Right now, as I read the plans, the Auditor General has one planned performance audit for the fall 2019 report—one—and in 2020 there are three. Meanwhile, one of the areas the Auditor General wanted to look at was protecting Canada's north. Now that won't happen. Every single member of Parliament who represents a northern riding should be going out of their minds that there will be no accountability on the service government provides to their constituents. It won't happen. As important as that is, guess what other area will not be looked at next year: cybersecurity.
Now, Mr. Arya and others were kind enough to mention my longevity on this committee. One of the benefits of that is that I was here the last time we got the report on cybersecurity. It scared the living heck out of me and out of everybody who read it. The government responded and said, we get it and we're going to get on top of this thing. The report showed us that we were one of the most vulnerable in the G7. It was really, really worrisome. I know that my memory is not the best, but this goes back at least eight or 10 years, so it's been a decade hence.

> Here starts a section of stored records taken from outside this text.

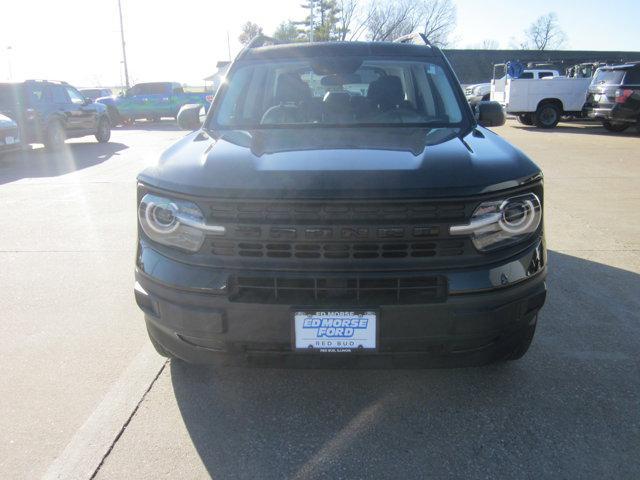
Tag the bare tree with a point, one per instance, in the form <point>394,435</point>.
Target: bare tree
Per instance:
<point>287,32</point>
<point>249,30</point>
<point>545,33</point>
<point>438,19</point>
<point>349,10</point>
<point>487,44</point>
<point>389,19</point>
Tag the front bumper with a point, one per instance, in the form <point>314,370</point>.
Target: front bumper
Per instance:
<point>189,312</point>
<point>612,114</point>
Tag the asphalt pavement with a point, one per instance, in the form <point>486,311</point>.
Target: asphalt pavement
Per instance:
<point>84,396</point>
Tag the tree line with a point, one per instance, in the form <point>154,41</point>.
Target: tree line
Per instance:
<point>386,20</point>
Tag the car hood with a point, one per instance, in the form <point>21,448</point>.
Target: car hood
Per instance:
<point>341,162</point>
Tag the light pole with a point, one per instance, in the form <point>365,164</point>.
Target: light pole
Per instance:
<point>9,51</point>
<point>124,51</point>
<point>311,26</point>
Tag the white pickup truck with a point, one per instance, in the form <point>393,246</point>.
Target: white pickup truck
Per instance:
<point>541,100</point>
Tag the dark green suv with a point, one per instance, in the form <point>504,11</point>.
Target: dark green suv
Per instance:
<point>49,112</point>
<point>614,97</point>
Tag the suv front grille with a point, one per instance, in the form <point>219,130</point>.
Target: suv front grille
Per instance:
<point>339,250</point>
<point>337,291</point>
<point>334,230</point>
<point>330,212</point>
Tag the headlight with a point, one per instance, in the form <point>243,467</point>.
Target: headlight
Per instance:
<point>177,223</point>
<point>499,223</point>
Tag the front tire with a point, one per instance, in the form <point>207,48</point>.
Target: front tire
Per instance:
<point>55,136</point>
<point>547,116</point>
<point>114,116</point>
<point>103,133</point>
<point>615,127</point>
<point>525,119</point>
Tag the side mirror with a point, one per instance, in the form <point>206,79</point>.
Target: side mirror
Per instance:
<point>490,114</point>
<point>191,116</point>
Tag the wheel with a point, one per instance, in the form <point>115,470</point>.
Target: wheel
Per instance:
<point>523,343</point>
<point>55,136</point>
<point>547,115</point>
<point>103,132</point>
<point>525,119</point>
<point>615,127</point>
<point>159,348</point>
<point>114,115</point>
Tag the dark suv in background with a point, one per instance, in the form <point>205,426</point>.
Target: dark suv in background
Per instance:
<point>342,205</point>
<point>614,97</point>
<point>49,112</point>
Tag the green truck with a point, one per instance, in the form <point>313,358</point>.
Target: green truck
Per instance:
<point>151,101</point>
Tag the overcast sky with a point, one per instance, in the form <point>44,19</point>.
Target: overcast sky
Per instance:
<point>79,40</point>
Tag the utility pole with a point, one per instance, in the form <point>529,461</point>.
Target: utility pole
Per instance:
<point>124,51</point>
<point>311,27</point>
<point>9,51</point>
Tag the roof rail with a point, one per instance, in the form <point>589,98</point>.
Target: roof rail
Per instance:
<point>261,41</point>
<point>414,38</point>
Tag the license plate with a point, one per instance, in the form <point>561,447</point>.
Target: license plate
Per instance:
<point>335,331</point>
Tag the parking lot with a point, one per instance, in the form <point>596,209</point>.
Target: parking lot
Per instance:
<point>84,395</point>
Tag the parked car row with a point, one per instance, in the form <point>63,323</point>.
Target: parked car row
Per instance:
<point>611,96</point>
<point>614,97</point>
<point>49,112</point>
<point>151,101</point>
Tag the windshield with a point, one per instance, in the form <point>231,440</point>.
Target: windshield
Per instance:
<point>341,91</point>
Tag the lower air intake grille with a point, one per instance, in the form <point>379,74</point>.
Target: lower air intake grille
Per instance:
<point>339,290</point>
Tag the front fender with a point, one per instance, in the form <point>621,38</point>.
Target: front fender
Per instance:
<point>108,101</point>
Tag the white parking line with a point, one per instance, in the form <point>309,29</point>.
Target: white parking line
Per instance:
<point>93,441</point>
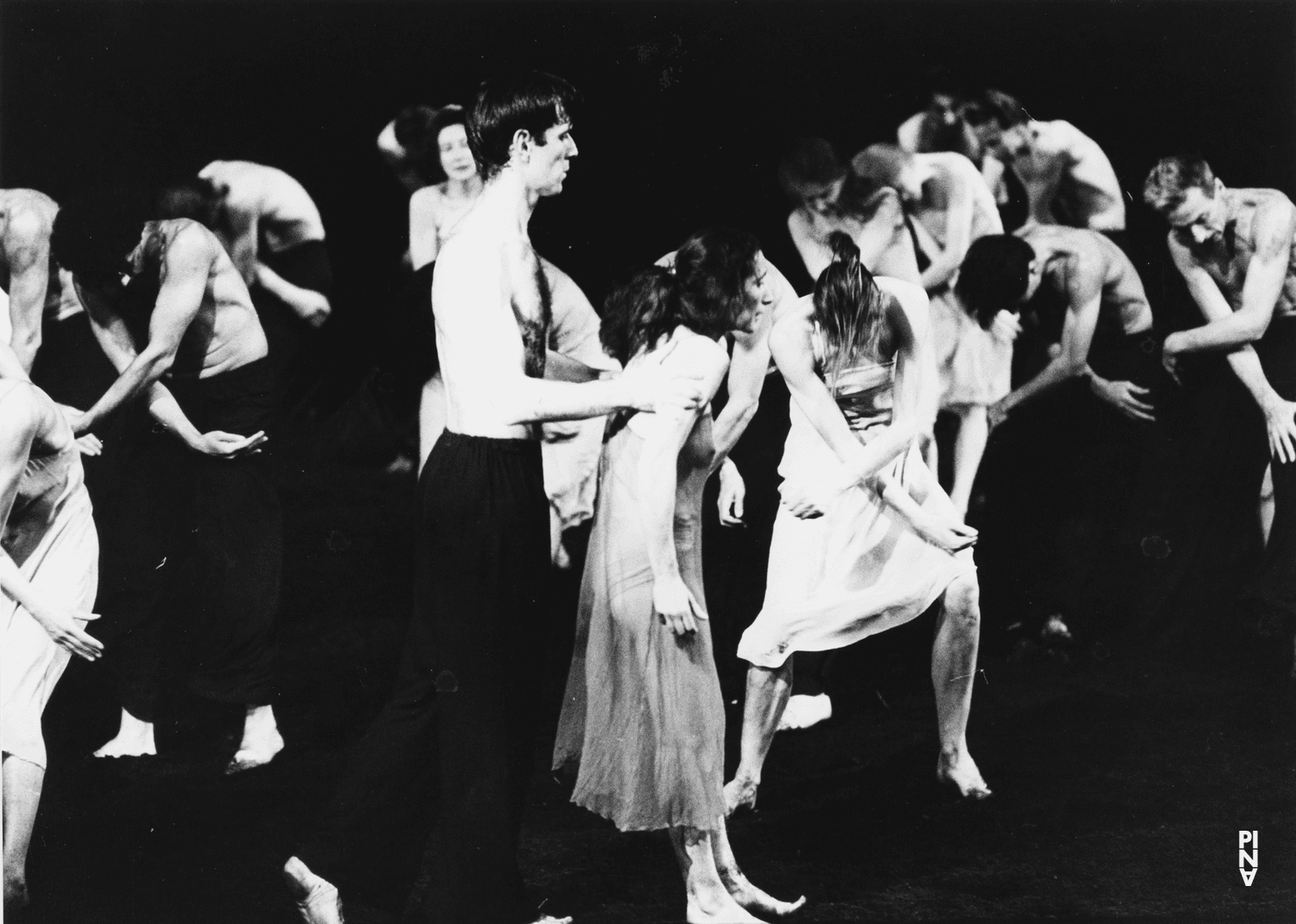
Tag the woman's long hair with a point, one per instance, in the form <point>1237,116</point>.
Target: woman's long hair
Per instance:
<point>705,290</point>
<point>849,308</point>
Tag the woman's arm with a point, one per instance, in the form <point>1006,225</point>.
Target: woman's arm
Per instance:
<point>664,435</point>
<point>18,425</point>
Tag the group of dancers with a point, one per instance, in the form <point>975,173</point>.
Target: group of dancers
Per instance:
<point>537,412</point>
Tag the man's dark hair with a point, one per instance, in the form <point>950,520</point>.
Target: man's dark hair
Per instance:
<point>1172,178</point>
<point>994,276</point>
<point>809,162</point>
<point>191,199</point>
<point>715,267</point>
<point>994,105</point>
<point>93,243</point>
<point>530,101</point>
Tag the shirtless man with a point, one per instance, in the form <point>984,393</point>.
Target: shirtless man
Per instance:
<point>166,302</point>
<point>1067,176</point>
<point>274,233</point>
<point>459,730</point>
<point>26,219</point>
<point>1236,250</point>
<point>951,206</point>
<point>826,196</point>
<point>1103,294</point>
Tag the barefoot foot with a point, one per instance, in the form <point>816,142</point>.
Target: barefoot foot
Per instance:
<point>961,770</point>
<point>804,712</point>
<point>756,900</point>
<point>740,794</point>
<point>715,906</point>
<point>316,898</point>
<point>256,753</point>
<point>134,739</point>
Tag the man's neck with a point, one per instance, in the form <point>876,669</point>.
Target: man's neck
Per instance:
<point>508,196</point>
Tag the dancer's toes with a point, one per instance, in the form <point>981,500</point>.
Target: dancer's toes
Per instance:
<point>739,794</point>
<point>962,771</point>
<point>256,753</point>
<point>804,712</point>
<point>316,898</point>
<point>757,900</point>
<point>129,745</point>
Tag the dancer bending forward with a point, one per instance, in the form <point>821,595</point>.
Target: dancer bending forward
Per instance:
<point>48,573</point>
<point>643,711</point>
<point>866,540</point>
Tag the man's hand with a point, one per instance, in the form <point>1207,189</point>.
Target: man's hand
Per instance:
<point>1006,326</point>
<point>677,607</point>
<point>60,623</point>
<point>1125,396</point>
<point>810,499</point>
<point>733,493</point>
<point>222,445</point>
<point>90,445</point>
<point>1280,424</point>
<point>651,388</point>
<point>1171,350</point>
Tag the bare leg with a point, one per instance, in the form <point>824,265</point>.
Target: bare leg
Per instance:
<point>22,783</point>
<point>316,898</point>
<point>767,690</point>
<point>958,633</point>
<point>432,416</point>
<point>709,902</point>
<point>739,887</point>
<point>969,448</point>
<point>1267,504</point>
<point>134,739</point>
<point>261,740</point>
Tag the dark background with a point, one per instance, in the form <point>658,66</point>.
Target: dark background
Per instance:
<point>687,105</point>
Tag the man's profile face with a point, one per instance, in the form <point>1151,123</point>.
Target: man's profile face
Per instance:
<point>943,108</point>
<point>550,160</point>
<point>1199,217</point>
<point>821,199</point>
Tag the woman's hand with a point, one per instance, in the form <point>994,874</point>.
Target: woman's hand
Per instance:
<point>733,494</point>
<point>61,625</point>
<point>1280,425</point>
<point>676,605</point>
<point>222,445</point>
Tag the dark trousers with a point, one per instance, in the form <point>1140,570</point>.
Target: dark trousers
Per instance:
<point>202,537</point>
<point>456,740</point>
<point>1274,585</point>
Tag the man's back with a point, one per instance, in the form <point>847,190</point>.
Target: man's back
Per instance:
<point>1229,256</point>
<point>283,210</point>
<point>1094,259</point>
<point>225,333</point>
<point>482,290</point>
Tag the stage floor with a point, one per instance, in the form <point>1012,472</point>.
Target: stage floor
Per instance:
<point>1120,782</point>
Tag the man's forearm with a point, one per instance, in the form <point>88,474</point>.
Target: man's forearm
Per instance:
<point>536,401</point>
<point>1246,364</point>
<point>139,376</point>
<point>1226,333</point>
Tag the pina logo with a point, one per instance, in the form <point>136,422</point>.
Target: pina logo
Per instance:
<point>1244,858</point>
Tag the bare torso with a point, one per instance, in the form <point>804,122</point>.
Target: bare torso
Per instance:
<point>1068,168</point>
<point>956,171</point>
<point>284,212</point>
<point>1072,254</point>
<point>1226,258</point>
<point>226,332</point>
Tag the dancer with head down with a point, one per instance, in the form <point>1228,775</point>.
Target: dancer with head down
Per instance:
<point>866,540</point>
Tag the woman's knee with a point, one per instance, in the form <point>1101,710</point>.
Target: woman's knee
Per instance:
<point>963,600</point>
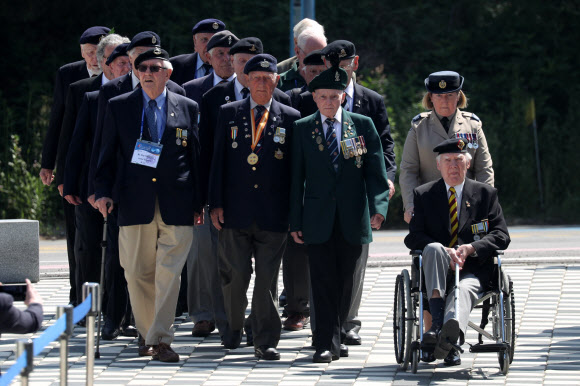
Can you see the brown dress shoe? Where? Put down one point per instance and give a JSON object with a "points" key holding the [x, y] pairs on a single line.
{"points": [[203, 328], [295, 322], [145, 350], [165, 353]]}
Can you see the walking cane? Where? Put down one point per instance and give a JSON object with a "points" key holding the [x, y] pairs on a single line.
{"points": [[102, 283]]}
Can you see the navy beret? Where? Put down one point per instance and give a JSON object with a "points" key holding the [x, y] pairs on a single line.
{"points": [[94, 35], [222, 39], [247, 46], [209, 25], [261, 62], [333, 79], [120, 50], [443, 82], [452, 145], [314, 59], [145, 39], [154, 53], [339, 50]]}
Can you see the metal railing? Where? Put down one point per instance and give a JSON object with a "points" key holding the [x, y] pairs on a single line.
{"points": [[62, 330]]}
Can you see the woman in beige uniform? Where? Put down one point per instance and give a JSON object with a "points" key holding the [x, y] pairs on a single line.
{"points": [[445, 120]]}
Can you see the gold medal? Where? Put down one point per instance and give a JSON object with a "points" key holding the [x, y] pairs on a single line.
{"points": [[253, 159]]}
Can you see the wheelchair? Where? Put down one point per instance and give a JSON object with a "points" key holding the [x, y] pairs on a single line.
{"points": [[410, 298]]}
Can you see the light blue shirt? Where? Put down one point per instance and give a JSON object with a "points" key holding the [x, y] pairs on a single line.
{"points": [[160, 111]]}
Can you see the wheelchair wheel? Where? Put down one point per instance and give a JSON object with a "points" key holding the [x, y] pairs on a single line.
{"points": [[506, 357], [403, 319]]}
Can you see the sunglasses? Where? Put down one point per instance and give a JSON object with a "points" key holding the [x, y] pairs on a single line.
{"points": [[144, 67]]}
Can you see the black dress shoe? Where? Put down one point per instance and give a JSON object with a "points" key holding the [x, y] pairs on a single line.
{"points": [[452, 359], [322, 356], [110, 331], [352, 338], [232, 339], [267, 353]]}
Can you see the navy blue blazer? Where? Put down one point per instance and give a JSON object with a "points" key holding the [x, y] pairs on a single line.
{"points": [[74, 99], [14, 321], [249, 193], [211, 102], [183, 67], [479, 202], [175, 181], [365, 102], [81, 146], [194, 89], [67, 74], [115, 87]]}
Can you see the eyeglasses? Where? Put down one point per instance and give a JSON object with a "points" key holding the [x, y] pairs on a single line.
{"points": [[144, 67]]}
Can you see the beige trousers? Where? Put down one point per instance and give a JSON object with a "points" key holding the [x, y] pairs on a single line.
{"points": [[153, 256]]}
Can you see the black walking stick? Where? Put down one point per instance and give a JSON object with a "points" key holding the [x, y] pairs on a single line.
{"points": [[102, 283]]}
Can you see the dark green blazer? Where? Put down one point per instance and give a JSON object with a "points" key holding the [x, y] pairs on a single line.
{"points": [[318, 194]]}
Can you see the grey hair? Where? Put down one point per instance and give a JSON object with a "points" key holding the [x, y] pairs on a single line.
{"points": [[467, 155], [304, 24], [109, 40], [310, 33]]}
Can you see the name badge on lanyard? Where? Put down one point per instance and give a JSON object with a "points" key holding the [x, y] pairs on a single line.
{"points": [[146, 153]]}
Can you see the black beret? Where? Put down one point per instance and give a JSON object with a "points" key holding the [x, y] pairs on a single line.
{"points": [[339, 50], [145, 39], [444, 82], [94, 35], [452, 145], [261, 62], [154, 53], [314, 59], [334, 79], [222, 39], [209, 25], [120, 50], [247, 46]]}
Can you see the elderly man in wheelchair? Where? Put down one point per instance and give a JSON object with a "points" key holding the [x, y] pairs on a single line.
{"points": [[459, 226]]}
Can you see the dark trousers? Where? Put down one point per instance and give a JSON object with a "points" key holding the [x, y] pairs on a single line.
{"points": [[332, 271], [118, 305], [235, 250], [69, 222], [88, 254], [296, 276]]}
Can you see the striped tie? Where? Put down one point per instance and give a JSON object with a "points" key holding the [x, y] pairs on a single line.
{"points": [[453, 217], [331, 142]]}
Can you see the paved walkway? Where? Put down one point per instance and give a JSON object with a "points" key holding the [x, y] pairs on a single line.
{"points": [[547, 350]]}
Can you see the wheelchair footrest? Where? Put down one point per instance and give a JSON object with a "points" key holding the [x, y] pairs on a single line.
{"points": [[491, 347]]}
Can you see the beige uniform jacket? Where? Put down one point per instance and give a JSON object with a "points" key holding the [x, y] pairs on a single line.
{"points": [[419, 166]]}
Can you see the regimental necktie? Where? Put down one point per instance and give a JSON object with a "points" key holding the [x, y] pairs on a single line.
{"points": [[453, 217], [331, 142], [445, 123], [207, 68], [152, 120], [259, 111]]}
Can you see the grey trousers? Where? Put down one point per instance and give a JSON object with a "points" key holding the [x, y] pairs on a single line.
{"points": [[352, 321], [236, 247], [205, 300], [436, 268]]}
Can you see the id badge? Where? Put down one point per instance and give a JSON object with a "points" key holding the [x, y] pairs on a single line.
{"points": [[146, 153]]}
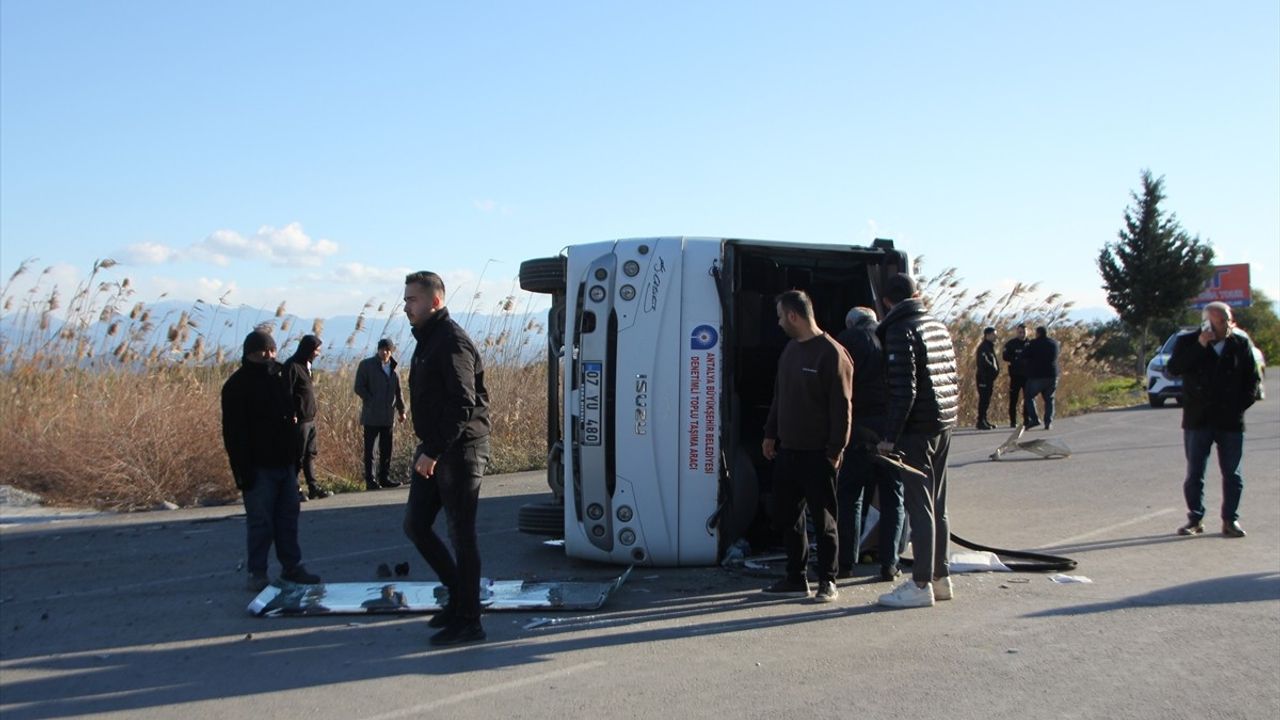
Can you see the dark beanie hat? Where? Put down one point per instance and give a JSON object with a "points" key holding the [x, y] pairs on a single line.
{"points": [[257, 341], [900, 287]]}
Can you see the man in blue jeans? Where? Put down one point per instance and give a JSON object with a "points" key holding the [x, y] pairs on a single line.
{"points": [[260, 432], [1220, 382], [1041, 363], [451, 419]]}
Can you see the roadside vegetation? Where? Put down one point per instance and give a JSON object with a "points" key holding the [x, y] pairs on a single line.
{"points": [[100, 409]]}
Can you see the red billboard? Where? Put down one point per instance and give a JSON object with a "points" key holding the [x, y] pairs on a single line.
{"points": [[1229, 283]]}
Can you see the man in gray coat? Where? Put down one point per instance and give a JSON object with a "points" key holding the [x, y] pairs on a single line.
{"points": [[378, 387]]}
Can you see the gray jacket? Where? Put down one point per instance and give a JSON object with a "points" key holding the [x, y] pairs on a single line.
{"points": [[379, 391]]}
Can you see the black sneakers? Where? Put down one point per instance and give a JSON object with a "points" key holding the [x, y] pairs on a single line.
{"points": [[461, 632], [444, 618], [798, 588], [1192, 528], [298, 574]]}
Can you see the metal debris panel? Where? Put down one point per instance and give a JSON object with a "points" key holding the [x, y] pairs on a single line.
{"points": [[393, 597]]}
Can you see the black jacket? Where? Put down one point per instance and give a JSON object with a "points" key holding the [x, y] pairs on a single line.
{"points": [[300, 379], [869, 390], [446, 387], [920, 367], [1041, 358], [380, 392], [257, 419], [988, 368], [1216, 388], [1013, 356]]}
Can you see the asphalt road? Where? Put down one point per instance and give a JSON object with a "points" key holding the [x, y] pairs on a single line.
{"points": [[144, 615]]}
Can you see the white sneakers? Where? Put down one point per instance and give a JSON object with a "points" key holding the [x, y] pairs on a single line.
{"points": [[909, 595]]}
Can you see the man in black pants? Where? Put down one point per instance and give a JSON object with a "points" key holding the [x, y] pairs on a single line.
{"points": [[805, 436], [859, 474], [451, 419], [298, 372], [382, 404], [988, 369], [1013, 356], [260, 433], [923, 399]]}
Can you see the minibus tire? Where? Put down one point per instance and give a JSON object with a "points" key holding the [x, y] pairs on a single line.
{"points": [[543, 274], [542, 519]]}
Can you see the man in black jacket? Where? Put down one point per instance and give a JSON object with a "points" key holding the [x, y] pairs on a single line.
{"points": [[988, 369], [1041, 359], [297, 368], [261, 437], [923, 399], [451, 419], [1220, 382], [859, 475], [1013, 356], [382, 404]]}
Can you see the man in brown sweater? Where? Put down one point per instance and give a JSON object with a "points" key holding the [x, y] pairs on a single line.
{"points": [[805, 436]]}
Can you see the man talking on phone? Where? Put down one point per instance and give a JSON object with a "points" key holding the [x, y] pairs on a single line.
{"points": [[1220, 382]]}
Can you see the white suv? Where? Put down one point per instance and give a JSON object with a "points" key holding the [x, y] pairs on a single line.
{"points": [[1161, 387]]}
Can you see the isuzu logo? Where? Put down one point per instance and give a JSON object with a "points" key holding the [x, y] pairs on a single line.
{"points": [[650, 297], [641, 405]]}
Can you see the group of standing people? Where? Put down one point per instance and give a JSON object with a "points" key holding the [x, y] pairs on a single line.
{"points": [[1033, 372], [885, 390], [269, 411]]}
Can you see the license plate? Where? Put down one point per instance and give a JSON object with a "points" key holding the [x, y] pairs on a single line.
{"points": [[590, 402]]}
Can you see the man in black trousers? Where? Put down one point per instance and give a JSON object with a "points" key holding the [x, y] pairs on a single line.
{"points": [[988, 369], [1013, 356], [451, 419]]}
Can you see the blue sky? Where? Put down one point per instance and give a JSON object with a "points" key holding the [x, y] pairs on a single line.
{"points": [[312, 153]]}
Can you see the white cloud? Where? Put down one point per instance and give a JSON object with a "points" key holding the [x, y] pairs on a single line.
{"points": [[288, 246], [147, 254]]}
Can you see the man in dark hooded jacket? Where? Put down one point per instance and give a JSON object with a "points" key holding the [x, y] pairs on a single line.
{"points": [[923, 400], [297, 369], [859, 475], [988, 369], [261, 438]]}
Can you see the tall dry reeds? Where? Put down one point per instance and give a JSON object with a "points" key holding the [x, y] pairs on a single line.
{"points": [[103, 402], [967, 315]]}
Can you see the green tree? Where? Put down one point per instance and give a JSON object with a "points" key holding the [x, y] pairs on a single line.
{"points": [[1261, 322], [1155, 268]]}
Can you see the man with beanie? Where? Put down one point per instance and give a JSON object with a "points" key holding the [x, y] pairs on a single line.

We were in a bad place then, so after a decade, in an area as important as cybersecurity, where we had a failing report from the Auditor General, does it not make common sense, does it not seem prudent, that the Auditor General would go back in to see how they're doing and how we fare in the current climate? I think that makes sense. That's exactly what we want an Auditor General to do. We want them to keep an eye on these things and say it's time to go back in there and look at it. That's not going to happen.
It begs the question.... I heard my colleague Madam Mendès, whom I respect enormously, defending the government. I have to tell you, though, that in the absence of some kind of austerity program, which is what happened the last time the Auditor General's budget was reduced, I think in 2011, the government said....
I'm losing my train of thought here. What happened in 2011? Remind me; where am I?